De no ser por los aplausos nunca se habrían conocido, de hecho, tampoco le sonaba haberla visto por el barrio. Pero allí estaba, en la finca de al lado. Balcones contiguos, casualidad arquitectónica.
—¿Qué piensas hacer cuando salgas? —preguntó él.
—Quiero ir a la montaña.
—¿Tienes una casita en la sierra?
—No, no.
Nunca faltaba a la cita de las ocho, era el único momento en que podía verla. Aunque fuera de balcón a balcón. Separados por un abismo, inalcanzable.
—Tenía un viaje planeado… a Nepal —dijo ella.
—Vaya. Que… lejos.
—Sí, iba a ser algo especial.
—Oye, siempre he querido hacer un viaje así. ¿Qué te parece si te acompaño?
Cuando todo terminara la abrazaría y le diría lo que siente.
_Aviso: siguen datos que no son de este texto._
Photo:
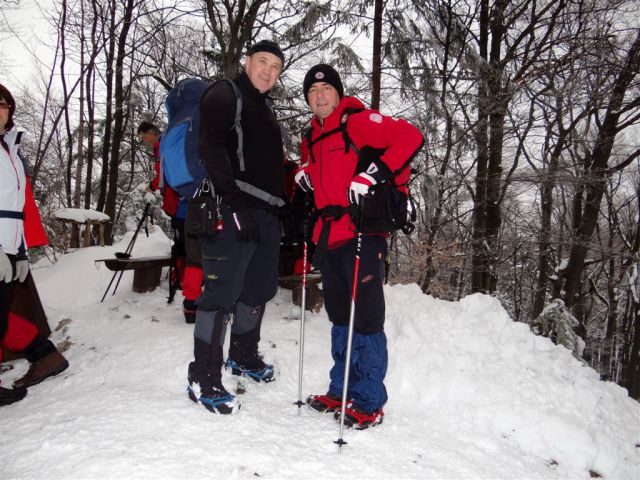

Cada día imaginaba el momento de una manera diferente e idílica. Ayer fueron como esos dos amantes frente a una cafetería de Paris, hoy eran el soldado y la enfermera tras la gran guerra, mañana… ¿El famoso beso de Klimt? ¿Quién sabe?
—No lo entiendes.
—¿El qué?
—No es… —suspiró— no es un viaje por placer, perdí a alguien y necesito ir al lugar donde todo sucedió.
—Espera… —dijo el chico— perdona… no te… vayas.
Reflexionó sobre las últimas palabras que cruzó con ella. Y ahora los balcones parecían estar más lejos todavía, sintió que ella se volvía más inalcanzable. Y pensó que el amor era como la montaña, un pequeño fallo, una omisión o querer avanzar demasiado rápido y encuentras la muerte.